Universities must monitor the impact on student stress and staff workload as they shift away from “high-stakes” exams and towards using technology to conduct “continuous” assessment, a report says.
A paper published by Jisc, UK higher education’s main technology body, says digital tools offer “a host of opportunities for students to capture and reflect on evidence of their learning, to use and share formative feedback and to record progress”, adding that it “may be more effective to assess learners continually throughout their course instead of through a final exam”.

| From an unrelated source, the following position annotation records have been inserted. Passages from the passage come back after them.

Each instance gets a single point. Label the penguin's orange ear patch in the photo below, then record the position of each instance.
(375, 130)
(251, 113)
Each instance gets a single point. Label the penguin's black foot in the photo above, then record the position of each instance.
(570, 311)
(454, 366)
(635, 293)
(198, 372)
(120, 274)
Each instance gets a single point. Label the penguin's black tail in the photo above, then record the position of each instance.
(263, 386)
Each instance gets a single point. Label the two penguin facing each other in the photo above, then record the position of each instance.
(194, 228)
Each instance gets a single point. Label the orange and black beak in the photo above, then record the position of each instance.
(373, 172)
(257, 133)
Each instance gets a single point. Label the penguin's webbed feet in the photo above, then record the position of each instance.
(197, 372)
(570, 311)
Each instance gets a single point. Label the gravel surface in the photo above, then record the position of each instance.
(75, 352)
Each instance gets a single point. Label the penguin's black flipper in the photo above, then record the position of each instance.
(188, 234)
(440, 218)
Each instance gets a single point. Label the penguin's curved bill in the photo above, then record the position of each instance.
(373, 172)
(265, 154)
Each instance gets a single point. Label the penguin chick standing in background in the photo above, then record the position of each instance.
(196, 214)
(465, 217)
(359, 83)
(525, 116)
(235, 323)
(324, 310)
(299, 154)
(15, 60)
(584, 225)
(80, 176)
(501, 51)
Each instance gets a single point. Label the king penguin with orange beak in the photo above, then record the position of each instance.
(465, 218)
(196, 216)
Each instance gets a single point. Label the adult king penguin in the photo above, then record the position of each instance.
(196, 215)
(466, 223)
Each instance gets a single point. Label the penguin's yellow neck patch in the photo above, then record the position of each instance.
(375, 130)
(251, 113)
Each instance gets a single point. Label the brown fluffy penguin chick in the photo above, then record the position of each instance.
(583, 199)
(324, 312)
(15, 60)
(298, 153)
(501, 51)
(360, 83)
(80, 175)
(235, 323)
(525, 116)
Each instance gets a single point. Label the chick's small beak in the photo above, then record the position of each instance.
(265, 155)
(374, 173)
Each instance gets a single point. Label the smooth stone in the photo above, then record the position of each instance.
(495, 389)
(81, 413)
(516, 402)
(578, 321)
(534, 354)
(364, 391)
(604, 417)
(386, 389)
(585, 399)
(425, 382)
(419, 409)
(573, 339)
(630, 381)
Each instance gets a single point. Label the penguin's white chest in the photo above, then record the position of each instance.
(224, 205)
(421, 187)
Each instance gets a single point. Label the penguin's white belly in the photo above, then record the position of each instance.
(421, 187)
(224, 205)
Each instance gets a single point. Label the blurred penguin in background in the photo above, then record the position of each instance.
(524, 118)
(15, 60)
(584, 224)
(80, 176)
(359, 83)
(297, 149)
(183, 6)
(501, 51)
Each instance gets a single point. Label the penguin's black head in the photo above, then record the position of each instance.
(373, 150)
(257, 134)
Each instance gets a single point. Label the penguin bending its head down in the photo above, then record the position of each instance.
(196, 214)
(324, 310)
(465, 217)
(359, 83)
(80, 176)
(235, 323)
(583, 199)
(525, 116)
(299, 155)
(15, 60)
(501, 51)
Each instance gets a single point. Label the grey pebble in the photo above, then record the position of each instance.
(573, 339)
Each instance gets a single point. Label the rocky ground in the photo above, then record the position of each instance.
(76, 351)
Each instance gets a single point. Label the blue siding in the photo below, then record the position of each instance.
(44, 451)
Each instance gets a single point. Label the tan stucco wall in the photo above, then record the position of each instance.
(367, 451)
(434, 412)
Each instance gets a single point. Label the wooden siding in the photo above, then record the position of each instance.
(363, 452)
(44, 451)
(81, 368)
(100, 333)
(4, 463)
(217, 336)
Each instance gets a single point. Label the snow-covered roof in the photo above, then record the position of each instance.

The Future of Assessment predicts that learning analytics systems – which track student performance and engagement with educational materials – “might make some ‘stop and test’ assessment points redundant”, and claims that annual assessment cycles “might be replaced by assessment on demand, whereby students can evidence their learning when they feel ready”.
However, the report warns that there is “a danger that continual, low-level assessment may prove to be more stressful for students”. And while automation of assessment may reduce workload for staff, it says, some lecturers “may also be prepared to experience a small increase in workload in order to transition to a better continual assessment-focused approach that can provide a more authentic assessment experience and put less stress on students”.
Andy McGregor, Jisc’s director of edtech, said the trend would need to be watched closely.
“Technology has to be implemented carefully so students don’t feel they are constantly being monitored or constantly being assessed, and academics don’t feel they constantly have to set assessments and are constantly having to mark,” he said. “I think technology offers solutions there, but it also offers risks; that’s why technology is never the answer on its own.
“[We also need] good assessment, good education design [and] good pedagogy. If all of those things are thought about, then technology can be used well.”
The Jisc report calls for UK universities to move faster to embed technology into assessment or face “being rapidly left behind”. It observes that although Newcastle University is one of the UK’s leaders in this field, conducting about one in 10 exams digitally, several institutions in the Netherlands and Norway are close to 100 per cent.
Digital evaluation will help to address the “growing disconnect” between how students are assessed and the value they can take from it, according to the report, which says continuous assessment would teach students to learn and adapt rather than simply absorb information.
Mr McGregor highlighted innovations such as online writing coaches, which help students learn by practising, and peer-to-peer assessment tools, which help students learn by asking questions and posting comments.
The report says technology can help to create more “authentic” assessments – for example, developing a website – and universities need to strike a balance between the use of artificial intelligence tools that offer increasingly sophisticated instant feedback and human marking.
The report also calls on universities to adopt authorship detection and biometric authentication tools to prevent cheating.